• The Four Hundred
  • Subscribe
  • Media Kit
  • Contributors
  • About Us
  • Contact
Menu
  • The Four Hundred
  • Subscribe
  • Media Kit
  • Contributors
  • About Us
  • Contact
  • Guru: IBM i Save File Compression Options

    April 1, 2019 Michael Sansoterra

    As I finished populating some test tables with a large volume of data on a small and transient IBM i partition in the cloud, I thought life was good. But my countenance fell as I realized the tables plus OS hogged over 70 percent of the disk space. I wondered how to get all the data into a single save file for safe keeping.

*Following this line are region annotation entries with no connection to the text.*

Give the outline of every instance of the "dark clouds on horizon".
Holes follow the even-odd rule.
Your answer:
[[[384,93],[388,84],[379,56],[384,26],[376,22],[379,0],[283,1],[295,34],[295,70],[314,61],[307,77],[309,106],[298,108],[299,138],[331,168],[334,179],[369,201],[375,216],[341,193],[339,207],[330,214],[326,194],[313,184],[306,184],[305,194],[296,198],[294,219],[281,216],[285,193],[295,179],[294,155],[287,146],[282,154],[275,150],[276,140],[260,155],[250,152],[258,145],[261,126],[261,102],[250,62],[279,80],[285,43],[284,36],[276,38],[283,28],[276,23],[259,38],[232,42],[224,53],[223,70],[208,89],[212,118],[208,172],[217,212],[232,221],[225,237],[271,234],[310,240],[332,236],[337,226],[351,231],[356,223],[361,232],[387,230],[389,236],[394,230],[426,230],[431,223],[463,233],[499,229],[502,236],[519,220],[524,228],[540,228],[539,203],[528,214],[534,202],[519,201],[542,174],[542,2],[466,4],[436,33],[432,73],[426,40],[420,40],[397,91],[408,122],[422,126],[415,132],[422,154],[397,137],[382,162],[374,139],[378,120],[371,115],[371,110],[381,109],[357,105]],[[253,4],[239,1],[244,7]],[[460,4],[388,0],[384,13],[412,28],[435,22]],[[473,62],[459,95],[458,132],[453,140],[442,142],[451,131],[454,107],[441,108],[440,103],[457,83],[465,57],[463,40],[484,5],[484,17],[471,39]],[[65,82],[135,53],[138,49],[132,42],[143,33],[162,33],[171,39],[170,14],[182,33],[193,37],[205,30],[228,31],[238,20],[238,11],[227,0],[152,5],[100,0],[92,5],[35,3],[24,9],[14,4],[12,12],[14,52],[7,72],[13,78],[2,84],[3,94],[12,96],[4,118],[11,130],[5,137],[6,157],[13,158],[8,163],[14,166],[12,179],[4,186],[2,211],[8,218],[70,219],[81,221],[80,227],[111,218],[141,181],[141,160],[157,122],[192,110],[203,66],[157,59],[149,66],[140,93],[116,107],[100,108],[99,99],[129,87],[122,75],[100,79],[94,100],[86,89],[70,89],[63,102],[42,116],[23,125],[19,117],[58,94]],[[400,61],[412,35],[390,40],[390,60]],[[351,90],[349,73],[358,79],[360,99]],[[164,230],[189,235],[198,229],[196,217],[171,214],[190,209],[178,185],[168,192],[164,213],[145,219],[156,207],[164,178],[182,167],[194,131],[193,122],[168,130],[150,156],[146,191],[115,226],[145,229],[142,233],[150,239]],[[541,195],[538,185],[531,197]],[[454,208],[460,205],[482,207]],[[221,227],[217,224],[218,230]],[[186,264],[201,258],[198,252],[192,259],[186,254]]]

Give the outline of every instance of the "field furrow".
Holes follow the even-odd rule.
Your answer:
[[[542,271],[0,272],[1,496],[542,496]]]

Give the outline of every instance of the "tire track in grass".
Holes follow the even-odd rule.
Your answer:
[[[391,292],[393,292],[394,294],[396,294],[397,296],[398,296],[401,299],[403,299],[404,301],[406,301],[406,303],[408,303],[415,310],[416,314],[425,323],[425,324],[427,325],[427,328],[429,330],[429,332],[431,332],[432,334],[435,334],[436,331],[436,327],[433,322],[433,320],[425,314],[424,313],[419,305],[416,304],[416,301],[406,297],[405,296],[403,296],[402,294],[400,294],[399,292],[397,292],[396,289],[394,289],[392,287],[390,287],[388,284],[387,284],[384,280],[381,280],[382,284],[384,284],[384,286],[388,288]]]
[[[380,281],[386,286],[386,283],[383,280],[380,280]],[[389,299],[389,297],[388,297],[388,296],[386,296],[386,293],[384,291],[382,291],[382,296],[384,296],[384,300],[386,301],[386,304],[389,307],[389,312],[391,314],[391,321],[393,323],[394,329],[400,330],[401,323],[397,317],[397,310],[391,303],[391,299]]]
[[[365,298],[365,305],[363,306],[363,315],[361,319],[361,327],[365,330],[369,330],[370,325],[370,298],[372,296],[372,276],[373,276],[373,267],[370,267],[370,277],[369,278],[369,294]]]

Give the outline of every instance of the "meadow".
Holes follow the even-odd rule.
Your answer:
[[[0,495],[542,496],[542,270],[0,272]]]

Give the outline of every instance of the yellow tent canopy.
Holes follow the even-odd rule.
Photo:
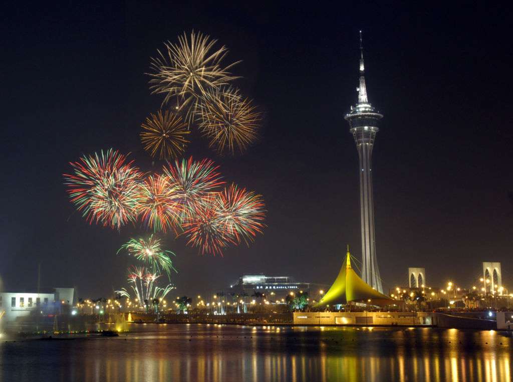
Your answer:
[[[350,301],[380,305],[397,303],[397,301],[373,289],[360,278],[351,267],[350,256],[348,247],[346,259],[342,264],[339,275],[328,292],[321,299],[318,306],[346,304]]]

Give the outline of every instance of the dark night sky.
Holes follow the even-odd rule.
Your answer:
[[[343,115],[356,100],[361,28],[370,101],[385,115],[373,173],[385,286],[406,284],[407,268],[424,266],[430,285],[466,286],[488,260],[502,262],[513,288],[511,10],[448,4],[256,10],[69,2],[6,11],[4,288],[34,288],[40,261],[42,285],[93,297],[125,285],[128,259],[116,251],[142,231],[89,225],[62,174],[69,161],[110,147],[152,169],[139,133],[162,99],[150,95],[144,73],[164,41],[192,29],[226,45],[228,60],[244,60],[233,69],[244,77],[236,85],[266,119],[244,155],[220,157],[198,135],[186,154],[212,158],[227,181],[262,194],[268,227],[224,257],[200,256],[169,238],[177,293],[219,290],[244,273],[330,283],[346,243],[360,256],[358,157]]]

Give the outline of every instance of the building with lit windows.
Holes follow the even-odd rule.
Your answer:
[[[10,322],[29,315],[36,309],[44,313],[54,313],[61,305],[72,305],[74,292],[74,288],[52,288],[39,293],[0,293],[0,314],[3,320]]]
[[[242,296],[251,296],[255,292],[265,295],[275,296],[275,298],[284,297],[290,292],[303,291],[311,296],[319,293],[319,291],[327,285],[311,282],[295,281],[288,276],[270,276],[263,274],[244,275],[230,285],[230,293]]]

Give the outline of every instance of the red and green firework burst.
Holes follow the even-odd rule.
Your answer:
[[[205,204],[211,193],[224,183],[218,172],[219,168],[210,159],[195,162],[192,157],[181,162],[168,162],[164,166],[164,174],[170,183],[176,185],[182,198],[183,217],[193,213],[198,205]]]
[[[238,244],[243,240],[247,245],[262,232],[265,206],[262,195],[234,183],[219,194],[214,204],[225,234]]]
[[[170,277],[171,271],[176,272],[169,257],[170,255],[174,256],[174,254],[170,251],[163,250],[161,247],[160,240],[154,237],[153,235],[150,235],[147,239],[132,238],[121,246],[117,253],[119,253],[122,250],[127,251],[129,254],[137,260],[144,261],[156,272],[160,272],[162,270],[166,272],[168,277]],[[130,274],[133,273],[132,272]],[[142,277],[142,276],[139,277]]]
[[[220,254],[230,244],[249,245],[264,227],[264,204],[261,195],[232,184],[197,205],[183,224],[187,244],[202,254]]]
[[[70,162],[72,174],[64,174],[73,202],[90,224],[101,222],[119,230],[135,222],[142,174],[126,163],[126,156],[109,149]]]
[[[182,212],[182,196],[175,183],[165,175],[150,175],[142,183],[137,215],[154,231],[176,232]]]

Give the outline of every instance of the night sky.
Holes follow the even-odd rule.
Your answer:
[[[265,119],[243,155],[220,157],[197,133],[186,154],[262,194],[268,227],[224,257],[169,236],[171,295],[221,290],[244,273],[330,283],[347,244],[361,256],[358,155],[343,119],[357,99],[359,29],[369,101],[385,116],[373,155],[385,287],[407,284],[408,266],[425,267],[429,285],[466,287],[495,261],[513,288],[510,9],[102,3],[23,3],[0,23],[4,289],[34,288],[38,262],[42,286],[80,297],[126,286],[129,258],[116,252],[144,231],[89,225],[62,175],[109,147],[160,170],[139,138],[162,100],[144,73],[164,41],[192,29],[226,45],[226,62],[243,60],[236,85]]]

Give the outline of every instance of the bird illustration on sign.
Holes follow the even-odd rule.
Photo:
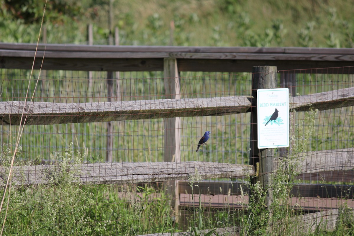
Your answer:
[[[278,117],[279,112],[279,111],[278,110],[278,109],[275,108],[275,110],[274,111],[274,113],[271,116],[266,116],[263,120],[263,123],[266,122],[264,125],[264,126],[267,125],[269,122],[270,122],[271,125],[276,124],[278,125],[280,125],[284,124],[282,119],[281,117]]]

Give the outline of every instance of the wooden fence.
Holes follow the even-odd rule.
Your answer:
[[[35,49],[35,45],[33,45],[0,43],[1,68],[30,69]],[[77,177],[84,184],[168,181],[170,193],[176,200],[179,198],[181,194],[193,193],[185,182],[180,183],[178,186],[176,181],[187,180],[191,175],[195,174],[195,170],[204,178],[255,174],[253,165],[180,162],[177,148],[179,147],[178,117],[220,116],[250,112],[254,114],[256,101],[253,94],[249,96],[181,99],[178,79],[179,71],[247,72],[251,71],[252,67],[255,65],[276,65],[278,70],[330,67],[331,69],[321,69],[320,73],[354,74],[354,67],[350,67],[353,65],[353,49],[41,45],[39,45],[35,55],[37,59],[34,66],[36,69],[40,68],[41,58],[44,57],[42,70],[164,71],[167,99],[78,103],[2,102],[0,102],[0,125],[43,125],[165,119],[165,162],[84,164]],[[277,69],[275,70],[276,71]],[[295,86],[292,84],[296,82],[293,79],[294,76],[288,74],[282,79],[286,87],[290,84]],[[107,79],[112,80],[112,78],[108,77]],[[310,107],[324,110],[352,106],[354,105],[354,87],[294,97],[291,98],[290,103],[291,110],[297,111],[308,110]],[[43,119],[44,116],[46,119]],[[256,140],[252,139],[252,137],[251,134],[251,142]],[[252,151],[251,150],[252,153]],[[354,179],[353,151],[353,148],[349,148],[305,153],[304,162],[300,165],[301,169],[298,170],[301,173],[299,178],[308,179],[312,175],[319,174],[327,181],[352,181]],[[267,153],[264,155],[269,156],[269,153]],[[262,155],[261,154],[260,157],[261,160]],[[319,166],[321,162],[317,160],[323,158],[324,155],[328,157],[326,160],[330,160],[330,163]],[[276,160],[274,160],[274,163],[273,158],[270,160],[272,160],[271,166],[269,166],[270,168],[267,169],[271,172],[273,165],[276,166]],[[268,163],[267,165],[269,166],[269,164]],[[261,163],[261,166],[262,165],[265,164]],[[55,174],[57,168],[55,165],[16,167],[14,169],[15,173],[21,172],[24,174],[18,177],[15,175],[13,183],[20,185],[45,183],[50,177],[48,173]],[[5,178],[5,172],[2,170],[0,177]],[[216,195],[218,192],[222,194],[225,191],[229,194],[240,194],[238,185],[230,188],[227,184],[224,185],[222,183],[213,183],[212,187],[209,186],[209,189],[215,190],[208,194]],[[223,186],[220,190],[221,185]],[[320,194],[319,190],[323,185],[313,185],[311,192],[313,191],[314,194],[312,195],[307,192],[309,186],[297,185],[292,192],[296,196],[315,197],[330,198],[344,194],[352,198],[353,195],[353,188],[348,190],[343,186],[335,186],[333,188],[327,186],[327,189],[331,190],[326,194]],[[203,193],[206,193],[205,188],[201,189]],[[178,215],[178,208],[183,207],[183,204],[171,204],[176,210],[174,214]],[[188,204],[185,203],[184,206],[188,206]],[[315,211],[314,210],[313,212]],[[313,218],[311,218],[310,221],[312,223]]]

    The buzzer in my mind was loud and clear: it ain’t gonna work, you don’t have enough room. As I loathed the thought of using multiple save files to save my test data, I remembered that most save file commands have a data compression (DTACPR) parameter. I never used it so I decided to try it with Save Library (SAVLIB) to see how well it worked. I executed SAVLIB with DTACPR(*HIGH) and I was pleased that the compression was good enough to let me save the entire test library with about 7 percent storage to spare on the system.

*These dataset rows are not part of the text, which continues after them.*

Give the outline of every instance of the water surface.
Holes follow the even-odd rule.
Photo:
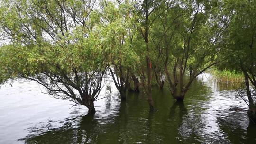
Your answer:
[[[34,82],[2,86],[0,144],[256,144],[246,104],[209,74],[194,81],[183,103],[167,89],[153,88],[153,112],[142,92],[121,103],[111,85],[111,96],[95,102],[93,116],[84,106],[42,93]]]

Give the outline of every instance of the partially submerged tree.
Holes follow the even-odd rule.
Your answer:
[[[218,3],[181,0],[170,4],[158,18],[156,23],[161,27],[155,26],[155,31],[160,36],[155,39],[154,46],[162,60],[172,95],[183,101],[196,77],[217,63],[216,44],[227,20],[216,20],[220,17]]]
[[[232,18],[222,39],[222,66],[244,73],[247,97],[244,99],[250,119],[256,123],[256,1],[229,0],[225,8]]]
[[[96,1],[4,0],[0,28],[0,78],[24,78],[56,98],[86,106],[102,87],[108,51],[93,14]],[[5,76],[8,75],[8,76]]]

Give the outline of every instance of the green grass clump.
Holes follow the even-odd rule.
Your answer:
[[[244,81],[244,75],[235,71],[212,69],[210,73],[218,83],[228,84],[241,84]]]

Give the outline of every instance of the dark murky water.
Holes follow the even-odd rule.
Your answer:
[[[256,144],[245,103],[232,88],[204,77],[183,104],[154,88],[156,110],[150,112],[143,93],[121,103],[115,91],[96,102],[94,116],[42,93],[36,83],[7,84],[0,90],[0,144]]]

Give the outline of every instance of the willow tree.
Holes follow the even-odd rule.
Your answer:
[[[94,113],[108,51],[91,0],[2,0],[0,78],[23,78]]]
[[[132,31],[134,30],[130,14],[132,6],[127,1],[103,1],[100,3],[101,10],[98,15],[101,18],[102,33],[108,41],[106,46],[109,47],[110,54],[107,58],[109,73],[112,81],[119,92],[122,101],[126,99],[130,72],[137,63],[137,56],[131,46]]]
[[[256,1],[226,1],[227,15],[232,16],[222,40],[222,65],[244,73],[250,119],[256,123]],[[244,96],[242,93],[238,94]]]
[[[217,63],[217,44],[228,18],[221,17],[221,3],[216,0],[177,0],[171,4],[158,17],[160,24],[154,29],[160,36],[155,37],[154,45],[172,95],[183,101],[196,77]]]
[[[159,7],[165,0],[144,0],[135,2],[136,10],[133,12],[135,19],[137,22],[137,28],[140,34],[139,38],[142,38],[143,45],[141,45],[141,49],[143,49],[143,54],[141,55],[141,59],[144,59],[146,63],[143,63],[139,71],[140,80],[145,91],[147,95],[147,101],[150,109],[154,108],[154,102],[152,96],[152,68],[151,55],[154,54],[153,47],[151,46],[151,27],[155,22],[155,13],[164,11]],[[146,65],[146,66],[145,66]],[[146,69],[146,71],[144,70]]]

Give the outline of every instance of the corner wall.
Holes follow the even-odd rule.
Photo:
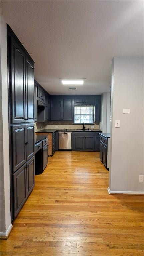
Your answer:
[[[10,230],[10,181],[7,27],[0,18],[0,236],[6,237]]]
[[[142,57],[115,57],[112,61],[111,193],[142,193],[144,174],[144,62]],[[123,108],[130,114],[123,114]],[[120,120],[120,127],[115,127]]]

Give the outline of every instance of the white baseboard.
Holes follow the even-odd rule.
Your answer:
[[[0,238],[1,239],[7,239],[12,229],[12,227],[13,226],[11,224],[10,225],[5,233],[0,232]]]
[[[144,191],[112,191],[109,187],[107,189],[109,195],[113,194],[129,194],[129,195],[144,195]]]

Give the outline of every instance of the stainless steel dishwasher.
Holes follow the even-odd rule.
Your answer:
[[[58,132],[59,149],[72,149],[72,132]]]

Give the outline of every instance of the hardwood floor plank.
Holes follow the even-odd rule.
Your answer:
[[[56,152],[13,223],[3,256],[144,256],[142,195],[109,195],[99,153]]]

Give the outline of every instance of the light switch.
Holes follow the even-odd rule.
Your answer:
[[[130,114],[130,110],[129,108],[123,108],[123,114]]]
[[[120,120],[115,120],[115,127],[117,128],[120,127]]]

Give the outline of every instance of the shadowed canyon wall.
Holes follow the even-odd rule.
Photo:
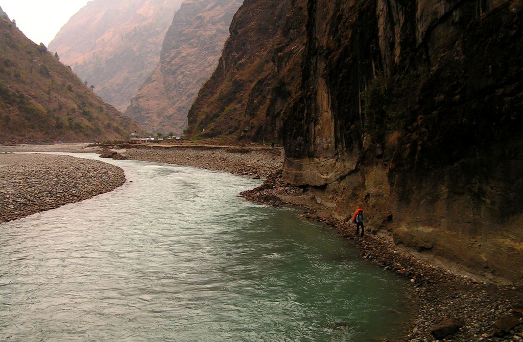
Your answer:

    IBM offers three compression options (*LOW, *MEDIUM and *HIGH) and shown below is how IBM’s documentation describes each option (the emphasis is mine):

    • *NO — No data compression is performed.
    • *YES — If the save is to tape and the target device supports compression, hardware compression is performed. If compression is not supported, or if the save data is written to optical media or to a save file, software compression is performed. Low software compression is used for all devices except optical DVD, which uses medium software compression.
    • *LOW — If the save operation is to a save file or optical, software data compression is performed with the SNA algorithm. Low compression is usually faster and the compressed data is usually larger than if medium or high compression is used.
    • *MEDIUM — If the save operation is to a save file or optical, software data compression is performed with the TERSE algorithm. Medium compression is usually slower than low compression but faster than high compression. The compressed data is usually smaller than if low compression is used and larger than if high compression is used.
    • *HIGH — If the save operation is to a save file or optical, software data compression is performed with the LZ1 algorithm. High compression is usually slower and the compressed data is usually smaller than if low or medium compression is used.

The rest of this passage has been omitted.